In alcuni il richiamo alla divinità è diretto e particolare come “Sperindio” (evidentemente la sua vita non partiva nelle migliori delle condizioni). Abbiamo anche un Anaddio che sillabato in romagnolo suona “An’ha Dio” cioè ateo. Non mancano i vecchi nomi romagnoli come:“Celso, Vasco, Olmo, Anacleto. Cesira  Adalgisa e anche tante Zaira e Zenaide. Con le figlie femmine tuttavia si era meno fantasiosi.
Altri nomi che chissà dove li hanno trovati: “Annonario (Beh! Questo l’hanno certamente trovato al mercato), Anodonte, Arinovario, Argia (molto numerose), Ariodante, Ariomede, Assirto, Biffo, Brugnolao, Calamitò, Candenzio, Ghigo, Deroide, Elireo, Elettropulonna, Elvirino, Ergia, Fairez, Fennalbo, Floro, Filulea, Frè Luigi (però era toscano), Gleno, Grido, Ibleto, Ideolo, Iglina, Luraide, Melda (poverina chissà quanto l’avranno presa in giro), Nosleto, Pritilio, Raicle, Redeno, Rutos, Spiess, Tartò, Tudina, Uno, (abbiamo anche un Primo Adamo), Uffrisio, Zorè”.
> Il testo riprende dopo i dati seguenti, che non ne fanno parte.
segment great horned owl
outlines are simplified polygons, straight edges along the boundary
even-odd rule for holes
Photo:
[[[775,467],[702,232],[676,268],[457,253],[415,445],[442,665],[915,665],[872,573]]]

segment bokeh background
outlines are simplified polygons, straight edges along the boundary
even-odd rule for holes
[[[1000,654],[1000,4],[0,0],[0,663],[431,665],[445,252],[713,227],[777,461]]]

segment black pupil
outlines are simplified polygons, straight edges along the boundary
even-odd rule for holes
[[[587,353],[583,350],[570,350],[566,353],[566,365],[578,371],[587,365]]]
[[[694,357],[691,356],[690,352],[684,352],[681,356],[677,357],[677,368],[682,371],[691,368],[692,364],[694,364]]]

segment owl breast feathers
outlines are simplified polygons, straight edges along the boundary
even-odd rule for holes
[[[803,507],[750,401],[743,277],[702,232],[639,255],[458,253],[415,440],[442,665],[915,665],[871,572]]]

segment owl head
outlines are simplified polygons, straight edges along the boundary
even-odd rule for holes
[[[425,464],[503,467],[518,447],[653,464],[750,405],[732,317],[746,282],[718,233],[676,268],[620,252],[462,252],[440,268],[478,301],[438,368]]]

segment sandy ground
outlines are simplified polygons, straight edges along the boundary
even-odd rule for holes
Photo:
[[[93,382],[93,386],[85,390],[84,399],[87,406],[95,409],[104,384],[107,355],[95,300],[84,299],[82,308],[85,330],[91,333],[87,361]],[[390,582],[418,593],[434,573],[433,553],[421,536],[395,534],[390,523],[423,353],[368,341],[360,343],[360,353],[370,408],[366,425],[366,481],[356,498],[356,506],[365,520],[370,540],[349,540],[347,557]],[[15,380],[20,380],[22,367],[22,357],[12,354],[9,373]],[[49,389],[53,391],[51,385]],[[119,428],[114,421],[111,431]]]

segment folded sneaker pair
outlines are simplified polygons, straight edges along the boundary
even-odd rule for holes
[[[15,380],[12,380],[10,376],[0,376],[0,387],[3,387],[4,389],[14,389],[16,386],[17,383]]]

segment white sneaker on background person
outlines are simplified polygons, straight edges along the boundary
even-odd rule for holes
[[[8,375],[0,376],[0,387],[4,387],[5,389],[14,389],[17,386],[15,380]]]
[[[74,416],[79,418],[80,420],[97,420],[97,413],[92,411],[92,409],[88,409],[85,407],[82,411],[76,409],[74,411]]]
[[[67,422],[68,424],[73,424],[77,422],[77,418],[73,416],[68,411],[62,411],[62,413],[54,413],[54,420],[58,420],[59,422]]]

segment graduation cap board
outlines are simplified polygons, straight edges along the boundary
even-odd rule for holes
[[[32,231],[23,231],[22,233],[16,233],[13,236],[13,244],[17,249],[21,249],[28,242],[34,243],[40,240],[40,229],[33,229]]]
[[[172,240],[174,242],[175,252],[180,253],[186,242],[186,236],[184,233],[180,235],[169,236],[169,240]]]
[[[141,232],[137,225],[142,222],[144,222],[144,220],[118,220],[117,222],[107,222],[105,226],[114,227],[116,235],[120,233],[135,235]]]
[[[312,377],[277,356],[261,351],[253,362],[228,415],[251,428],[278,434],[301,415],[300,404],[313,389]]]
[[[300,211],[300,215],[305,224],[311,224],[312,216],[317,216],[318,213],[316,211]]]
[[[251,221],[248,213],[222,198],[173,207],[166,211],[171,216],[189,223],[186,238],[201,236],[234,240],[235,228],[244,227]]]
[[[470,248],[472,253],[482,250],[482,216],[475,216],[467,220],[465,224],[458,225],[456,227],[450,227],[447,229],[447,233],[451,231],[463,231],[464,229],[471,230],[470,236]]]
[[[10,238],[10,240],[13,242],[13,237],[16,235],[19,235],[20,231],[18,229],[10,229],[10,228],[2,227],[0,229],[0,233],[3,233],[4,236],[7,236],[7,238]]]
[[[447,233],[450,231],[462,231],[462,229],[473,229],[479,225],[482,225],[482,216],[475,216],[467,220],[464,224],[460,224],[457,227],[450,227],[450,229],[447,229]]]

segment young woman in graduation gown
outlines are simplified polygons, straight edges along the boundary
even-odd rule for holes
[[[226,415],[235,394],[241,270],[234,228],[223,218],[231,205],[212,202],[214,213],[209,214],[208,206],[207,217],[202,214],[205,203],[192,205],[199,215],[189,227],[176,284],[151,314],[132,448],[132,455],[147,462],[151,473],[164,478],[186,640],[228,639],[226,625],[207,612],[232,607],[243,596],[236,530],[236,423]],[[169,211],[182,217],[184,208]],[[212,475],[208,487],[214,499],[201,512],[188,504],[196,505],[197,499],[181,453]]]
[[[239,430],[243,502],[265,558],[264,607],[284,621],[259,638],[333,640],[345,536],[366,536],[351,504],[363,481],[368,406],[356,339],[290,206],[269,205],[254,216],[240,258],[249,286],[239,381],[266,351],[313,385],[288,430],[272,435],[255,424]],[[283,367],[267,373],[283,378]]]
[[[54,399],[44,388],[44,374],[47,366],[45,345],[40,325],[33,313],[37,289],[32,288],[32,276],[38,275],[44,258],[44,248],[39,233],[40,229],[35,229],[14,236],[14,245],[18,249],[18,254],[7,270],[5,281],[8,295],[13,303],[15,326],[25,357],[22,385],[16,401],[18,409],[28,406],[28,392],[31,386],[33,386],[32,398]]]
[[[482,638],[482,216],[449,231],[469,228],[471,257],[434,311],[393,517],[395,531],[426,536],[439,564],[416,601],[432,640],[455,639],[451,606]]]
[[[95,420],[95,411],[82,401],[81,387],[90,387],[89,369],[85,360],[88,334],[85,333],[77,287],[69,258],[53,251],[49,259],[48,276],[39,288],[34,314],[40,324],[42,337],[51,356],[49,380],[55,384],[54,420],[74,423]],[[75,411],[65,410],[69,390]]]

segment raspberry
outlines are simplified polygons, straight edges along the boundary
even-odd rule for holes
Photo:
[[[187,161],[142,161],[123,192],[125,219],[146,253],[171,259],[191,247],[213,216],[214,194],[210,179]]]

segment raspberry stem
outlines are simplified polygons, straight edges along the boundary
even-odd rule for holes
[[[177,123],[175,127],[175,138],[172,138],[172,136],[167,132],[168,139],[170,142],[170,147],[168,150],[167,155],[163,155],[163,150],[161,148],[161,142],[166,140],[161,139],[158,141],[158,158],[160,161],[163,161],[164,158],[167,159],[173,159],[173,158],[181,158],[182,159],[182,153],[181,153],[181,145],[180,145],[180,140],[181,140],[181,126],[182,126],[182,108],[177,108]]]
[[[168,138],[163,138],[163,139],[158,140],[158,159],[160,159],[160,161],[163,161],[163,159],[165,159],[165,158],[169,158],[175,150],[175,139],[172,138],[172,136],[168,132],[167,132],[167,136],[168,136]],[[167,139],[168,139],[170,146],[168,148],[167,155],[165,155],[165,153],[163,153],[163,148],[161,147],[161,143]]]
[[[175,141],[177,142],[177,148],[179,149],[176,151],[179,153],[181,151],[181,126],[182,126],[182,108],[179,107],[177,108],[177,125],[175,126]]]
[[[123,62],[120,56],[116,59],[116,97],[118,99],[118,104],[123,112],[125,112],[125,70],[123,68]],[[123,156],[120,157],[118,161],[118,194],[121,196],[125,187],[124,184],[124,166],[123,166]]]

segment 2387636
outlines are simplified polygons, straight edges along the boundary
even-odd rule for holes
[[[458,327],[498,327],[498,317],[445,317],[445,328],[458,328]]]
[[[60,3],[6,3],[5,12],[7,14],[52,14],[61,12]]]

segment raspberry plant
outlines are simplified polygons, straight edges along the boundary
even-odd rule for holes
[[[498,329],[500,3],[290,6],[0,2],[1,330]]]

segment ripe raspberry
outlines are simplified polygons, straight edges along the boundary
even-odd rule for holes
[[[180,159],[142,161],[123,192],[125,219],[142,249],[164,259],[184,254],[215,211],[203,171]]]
Di “Palmiro” non ce ne sono, ma ci sono due “Palmira”.
Infine se non bastasse ci si mettevano anche i funzionari dell’ anagrafe che sbagliavano a trascrivere i nomi per cui “Palmina” diventa “Pamina”, “Rosina” è scritto “Rosia”, “Ilva” si trasforma “Ilma”. Se ti chiamavi “Ribelle” ti convocavano per cambiarti il nome ma se si sbagliavano a verbalizzare il nome dovevi tenertelo col loro errore.